El clientelismo no es más que la forma simple de una familia amplia de fenómenos, que es el particularismo. Que significa, más o menos, la política de desviar los recursos potencialmente de todos hacia mis protegidos particulares. Llevar el agua para mi molino.
Hay una escalera de particularismos, vista desde la chequera del Gobierno: en el nivel de arriba está el nacionalismo (preferir el interés de mi nación sobre el de otras naciones), le siguen con idéntica lógica el regionalismo, el comunitarismo, el localismo y otros ismos y, al final, en el último escalón, está el clientelismo, que es dar prebendas a mis votantes (“clientes”) y no a los de otros políticos. Mario Ishii no reparte bolsones en el Patio Bullrich. El clientelismo, cabe agregar, es el escalón del particularismo que más barato nos cuesta.
La politóloga italiana Simona Piattoni, que estudia estos temas y es la autora de la escalera antes descrita, dice que toda política es particularista, y que los investigadores harían bien si dejaran de tratar de desentrañar los misterios del clientelismo, que es la regla, y mejor si se concentran en tratar de explicar el milagro del universalismo, que es la excepción. El universalismo es el antónimo del particularismo: distribuir para todos y entre todos, sin preferir a mis amigos. No es fácil hacerle caso, ya que todos nos criamos con el libreto de que la política normal es la universalista, y que el trato preferencial es una desviación.

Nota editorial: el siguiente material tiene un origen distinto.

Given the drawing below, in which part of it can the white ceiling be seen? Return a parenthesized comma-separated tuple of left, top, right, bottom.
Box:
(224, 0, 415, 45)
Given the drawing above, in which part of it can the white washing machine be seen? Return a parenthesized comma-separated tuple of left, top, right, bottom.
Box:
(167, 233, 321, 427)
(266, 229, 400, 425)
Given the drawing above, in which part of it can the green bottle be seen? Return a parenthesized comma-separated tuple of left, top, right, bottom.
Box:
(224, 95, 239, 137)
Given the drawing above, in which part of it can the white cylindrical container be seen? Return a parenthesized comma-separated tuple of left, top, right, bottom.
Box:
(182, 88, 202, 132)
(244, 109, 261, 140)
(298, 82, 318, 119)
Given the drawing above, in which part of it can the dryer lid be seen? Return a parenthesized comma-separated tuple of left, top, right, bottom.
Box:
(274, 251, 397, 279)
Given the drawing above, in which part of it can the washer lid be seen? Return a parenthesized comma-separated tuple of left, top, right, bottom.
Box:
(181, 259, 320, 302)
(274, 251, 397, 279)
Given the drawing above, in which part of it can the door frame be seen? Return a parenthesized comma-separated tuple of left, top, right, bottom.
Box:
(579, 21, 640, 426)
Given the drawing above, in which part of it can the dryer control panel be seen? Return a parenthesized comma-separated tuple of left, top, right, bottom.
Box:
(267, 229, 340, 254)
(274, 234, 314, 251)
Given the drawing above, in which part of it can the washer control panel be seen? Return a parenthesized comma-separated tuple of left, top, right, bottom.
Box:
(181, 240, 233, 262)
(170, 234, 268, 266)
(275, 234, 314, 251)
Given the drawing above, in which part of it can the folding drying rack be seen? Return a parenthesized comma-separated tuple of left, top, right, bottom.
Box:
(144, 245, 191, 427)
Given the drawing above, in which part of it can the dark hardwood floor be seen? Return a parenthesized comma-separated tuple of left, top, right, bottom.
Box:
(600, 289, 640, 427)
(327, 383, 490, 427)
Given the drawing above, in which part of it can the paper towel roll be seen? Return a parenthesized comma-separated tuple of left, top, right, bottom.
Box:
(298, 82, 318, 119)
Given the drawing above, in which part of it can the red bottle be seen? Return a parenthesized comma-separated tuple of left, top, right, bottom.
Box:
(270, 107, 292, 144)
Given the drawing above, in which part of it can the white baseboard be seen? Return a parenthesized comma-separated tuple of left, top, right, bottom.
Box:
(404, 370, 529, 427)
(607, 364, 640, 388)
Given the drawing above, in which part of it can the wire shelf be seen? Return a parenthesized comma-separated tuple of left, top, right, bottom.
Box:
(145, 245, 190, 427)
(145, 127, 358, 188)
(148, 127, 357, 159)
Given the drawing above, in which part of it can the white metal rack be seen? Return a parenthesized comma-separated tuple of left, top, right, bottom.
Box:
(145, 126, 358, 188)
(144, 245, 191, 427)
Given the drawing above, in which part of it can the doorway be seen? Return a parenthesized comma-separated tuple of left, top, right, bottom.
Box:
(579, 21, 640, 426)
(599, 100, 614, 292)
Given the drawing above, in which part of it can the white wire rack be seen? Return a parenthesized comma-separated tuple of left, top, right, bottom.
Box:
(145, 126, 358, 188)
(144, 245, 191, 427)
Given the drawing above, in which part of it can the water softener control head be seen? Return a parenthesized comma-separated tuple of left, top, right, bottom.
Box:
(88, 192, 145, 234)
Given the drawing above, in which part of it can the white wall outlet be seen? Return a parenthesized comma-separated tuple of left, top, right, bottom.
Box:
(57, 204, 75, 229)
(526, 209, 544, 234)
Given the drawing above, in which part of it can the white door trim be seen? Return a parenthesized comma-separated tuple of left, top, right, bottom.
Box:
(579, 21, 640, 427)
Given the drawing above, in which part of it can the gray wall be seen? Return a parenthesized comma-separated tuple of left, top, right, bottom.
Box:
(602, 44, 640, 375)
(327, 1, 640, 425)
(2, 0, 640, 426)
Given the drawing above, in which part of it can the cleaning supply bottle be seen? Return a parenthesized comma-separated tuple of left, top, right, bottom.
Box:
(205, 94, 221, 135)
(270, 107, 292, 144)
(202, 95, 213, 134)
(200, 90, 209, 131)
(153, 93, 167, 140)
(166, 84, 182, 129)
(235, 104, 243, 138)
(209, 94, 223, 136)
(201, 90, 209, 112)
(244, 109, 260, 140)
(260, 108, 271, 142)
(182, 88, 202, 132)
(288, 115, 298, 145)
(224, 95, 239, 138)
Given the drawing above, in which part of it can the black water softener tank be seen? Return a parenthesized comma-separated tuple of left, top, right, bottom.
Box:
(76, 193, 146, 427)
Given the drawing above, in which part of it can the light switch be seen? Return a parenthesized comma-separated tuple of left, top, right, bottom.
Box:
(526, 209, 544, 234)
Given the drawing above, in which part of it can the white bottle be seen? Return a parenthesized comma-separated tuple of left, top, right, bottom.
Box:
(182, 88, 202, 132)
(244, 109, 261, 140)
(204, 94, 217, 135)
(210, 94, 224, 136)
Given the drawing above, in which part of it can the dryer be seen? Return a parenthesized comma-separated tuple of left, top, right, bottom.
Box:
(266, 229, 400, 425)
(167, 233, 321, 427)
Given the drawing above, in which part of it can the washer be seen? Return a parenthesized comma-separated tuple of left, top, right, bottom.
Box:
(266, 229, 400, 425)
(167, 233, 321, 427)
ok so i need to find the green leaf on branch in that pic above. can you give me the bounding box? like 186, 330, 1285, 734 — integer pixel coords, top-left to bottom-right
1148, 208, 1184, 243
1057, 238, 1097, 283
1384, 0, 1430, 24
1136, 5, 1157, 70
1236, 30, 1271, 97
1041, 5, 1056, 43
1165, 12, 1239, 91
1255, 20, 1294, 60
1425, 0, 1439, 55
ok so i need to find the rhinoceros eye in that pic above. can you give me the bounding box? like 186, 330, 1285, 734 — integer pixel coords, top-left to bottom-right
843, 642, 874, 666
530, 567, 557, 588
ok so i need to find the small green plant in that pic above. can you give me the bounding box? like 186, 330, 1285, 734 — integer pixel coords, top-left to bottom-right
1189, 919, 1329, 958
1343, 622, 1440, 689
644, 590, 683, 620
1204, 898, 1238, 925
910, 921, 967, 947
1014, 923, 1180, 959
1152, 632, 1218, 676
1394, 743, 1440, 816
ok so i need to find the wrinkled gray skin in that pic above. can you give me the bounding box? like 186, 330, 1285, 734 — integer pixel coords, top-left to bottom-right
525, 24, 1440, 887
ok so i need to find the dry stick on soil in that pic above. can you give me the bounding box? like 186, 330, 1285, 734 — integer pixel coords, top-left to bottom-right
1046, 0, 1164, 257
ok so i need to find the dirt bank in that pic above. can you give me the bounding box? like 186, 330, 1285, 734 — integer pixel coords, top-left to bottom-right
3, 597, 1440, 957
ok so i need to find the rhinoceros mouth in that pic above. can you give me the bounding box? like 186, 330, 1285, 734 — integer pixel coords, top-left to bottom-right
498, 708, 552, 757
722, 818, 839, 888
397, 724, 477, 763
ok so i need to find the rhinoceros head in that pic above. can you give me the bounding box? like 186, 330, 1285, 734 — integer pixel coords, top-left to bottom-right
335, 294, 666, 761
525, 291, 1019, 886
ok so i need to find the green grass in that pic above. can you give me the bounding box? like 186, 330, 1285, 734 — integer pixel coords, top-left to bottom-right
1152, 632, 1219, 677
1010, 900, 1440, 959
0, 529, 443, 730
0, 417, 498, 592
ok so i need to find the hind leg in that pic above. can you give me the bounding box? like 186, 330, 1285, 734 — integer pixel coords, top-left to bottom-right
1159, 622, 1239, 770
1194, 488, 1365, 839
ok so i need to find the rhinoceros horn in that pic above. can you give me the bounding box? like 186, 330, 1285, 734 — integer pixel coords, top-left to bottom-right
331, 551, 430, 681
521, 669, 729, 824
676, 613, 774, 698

Otro que ayuda a entender todo esto es el gran politólogo francés Jacques Lagroye. Para él, toda política democrática es una actividad de movilización, que carga a su vez con la dificultad de tener que lidiar con grupos sociales diferentes cuyos grados de interés por la política son, también, diferentes. Algunos tienen gran interés por la política, a otros no les interesa para nada, otros incluso sienten rechazo moral por ella, otros la ven como una oportunidad de obtener cosas. Así y todo, no nos queda otra que contar cada voto por igual. A pesar de que algunos se acerquen a la política para poner mucho de sí, y otros sólo para sacar. La democracia es el mejor sistema que conocemos.

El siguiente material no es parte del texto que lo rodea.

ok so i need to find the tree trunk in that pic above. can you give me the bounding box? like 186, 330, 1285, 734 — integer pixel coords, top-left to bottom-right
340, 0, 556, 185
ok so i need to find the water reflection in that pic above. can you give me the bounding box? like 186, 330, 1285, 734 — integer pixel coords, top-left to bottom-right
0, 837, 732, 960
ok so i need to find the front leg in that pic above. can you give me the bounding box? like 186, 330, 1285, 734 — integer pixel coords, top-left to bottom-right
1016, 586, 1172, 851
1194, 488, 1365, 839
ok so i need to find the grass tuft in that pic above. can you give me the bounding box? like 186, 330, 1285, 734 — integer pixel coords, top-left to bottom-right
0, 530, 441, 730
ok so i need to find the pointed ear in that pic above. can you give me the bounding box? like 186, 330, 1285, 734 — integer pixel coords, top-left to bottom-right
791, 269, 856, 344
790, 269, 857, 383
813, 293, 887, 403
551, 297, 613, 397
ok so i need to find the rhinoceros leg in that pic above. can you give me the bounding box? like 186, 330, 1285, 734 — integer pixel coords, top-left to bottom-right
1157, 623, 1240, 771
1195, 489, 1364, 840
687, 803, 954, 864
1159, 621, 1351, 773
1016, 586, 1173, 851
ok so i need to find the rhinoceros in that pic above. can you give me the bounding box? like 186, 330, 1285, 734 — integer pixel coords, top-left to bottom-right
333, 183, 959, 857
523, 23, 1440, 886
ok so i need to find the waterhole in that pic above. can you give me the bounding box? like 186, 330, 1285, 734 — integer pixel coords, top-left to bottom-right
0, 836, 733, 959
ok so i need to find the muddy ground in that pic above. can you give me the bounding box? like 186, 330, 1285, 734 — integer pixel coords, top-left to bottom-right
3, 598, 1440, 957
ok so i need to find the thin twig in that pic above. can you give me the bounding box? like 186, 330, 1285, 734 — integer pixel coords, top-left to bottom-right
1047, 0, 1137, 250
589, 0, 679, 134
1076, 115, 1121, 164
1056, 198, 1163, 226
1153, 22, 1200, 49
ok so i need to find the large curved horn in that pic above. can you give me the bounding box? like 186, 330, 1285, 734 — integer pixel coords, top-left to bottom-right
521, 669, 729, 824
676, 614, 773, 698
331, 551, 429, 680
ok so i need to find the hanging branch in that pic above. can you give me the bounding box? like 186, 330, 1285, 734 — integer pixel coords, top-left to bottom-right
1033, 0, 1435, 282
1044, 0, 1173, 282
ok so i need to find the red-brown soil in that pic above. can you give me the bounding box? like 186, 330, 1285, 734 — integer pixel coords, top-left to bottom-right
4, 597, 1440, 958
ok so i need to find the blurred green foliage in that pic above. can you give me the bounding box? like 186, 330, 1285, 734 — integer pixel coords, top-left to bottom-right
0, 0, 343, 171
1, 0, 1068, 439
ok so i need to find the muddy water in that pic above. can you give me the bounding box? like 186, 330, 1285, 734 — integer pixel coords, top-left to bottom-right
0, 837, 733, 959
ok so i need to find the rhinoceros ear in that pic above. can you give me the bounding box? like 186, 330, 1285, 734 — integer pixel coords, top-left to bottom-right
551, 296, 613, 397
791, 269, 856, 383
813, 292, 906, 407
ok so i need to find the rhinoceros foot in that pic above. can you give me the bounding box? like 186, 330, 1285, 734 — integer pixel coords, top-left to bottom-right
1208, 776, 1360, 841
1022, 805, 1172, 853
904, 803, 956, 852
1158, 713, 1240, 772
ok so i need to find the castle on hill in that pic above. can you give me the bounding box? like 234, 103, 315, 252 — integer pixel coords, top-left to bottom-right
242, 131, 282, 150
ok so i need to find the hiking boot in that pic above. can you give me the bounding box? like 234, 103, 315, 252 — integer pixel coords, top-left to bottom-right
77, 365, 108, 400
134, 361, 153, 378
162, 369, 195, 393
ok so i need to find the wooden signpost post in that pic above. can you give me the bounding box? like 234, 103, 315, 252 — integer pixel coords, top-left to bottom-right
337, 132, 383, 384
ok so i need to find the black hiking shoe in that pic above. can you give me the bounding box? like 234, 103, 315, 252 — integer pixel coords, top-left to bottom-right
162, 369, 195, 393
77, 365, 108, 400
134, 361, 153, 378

De lo de Lagroye puede deducirse una ecuación para calcular el nivel de particularismo en una determinada sociedad política: es igual a (1) las necesidades de participación, para que un gobierno sea legítimo y funcione, menos (2) el grado de interés y obligación cívica que sientan por la política sus dirigentes y votantes. La diferencia entre (1) y (2) deberá ser llenada con incentivos particularistas.
Si el público no quiere ir a los actos, habrá que procurarles un refrigerio. A los periodistas que deben cubrir el acto, catering y pen drives. Si las autoridades de mesa no se presentan, un honorario. Si no hay fiscales, otro más alto. Para los votantes remolones, bolsones. Y si los candidatos extrapartidarios cabezas de lista provenientes de la actividad privada no tienen ganas de afrontar el lucro cesante de donar su valioso tiempo a la política, habrá que conseguirles productoras.
Por eso Lagroye, un demócrata vocacional, buscaba convencer a sus alumnos y lectores de que la política movilizada por el interés público y la “coacción moral” (era sociólogo) era superior y “más eficaz” que aquella producto de los “cálculos racionales”. Aunque la antipolítica intente convencernos de lo contrario, la política de los políticos y los militantes es mucho más eficiente y razonable que la de los actores privados y las figuras mediáticas. Sus transacciones y negociaciones transcurren dentro de la lógica del sistema. Habrá excepciones, pero es natural que quien proviene de otro ámbito, y considere que su nombre en una lista es algo valioso, pretenda ser remunerado por eso.
Los políticos de siempre buscan recursos, claro, pero también los mueve cierta pasión. Y por eso mismo, nos cuestan menos".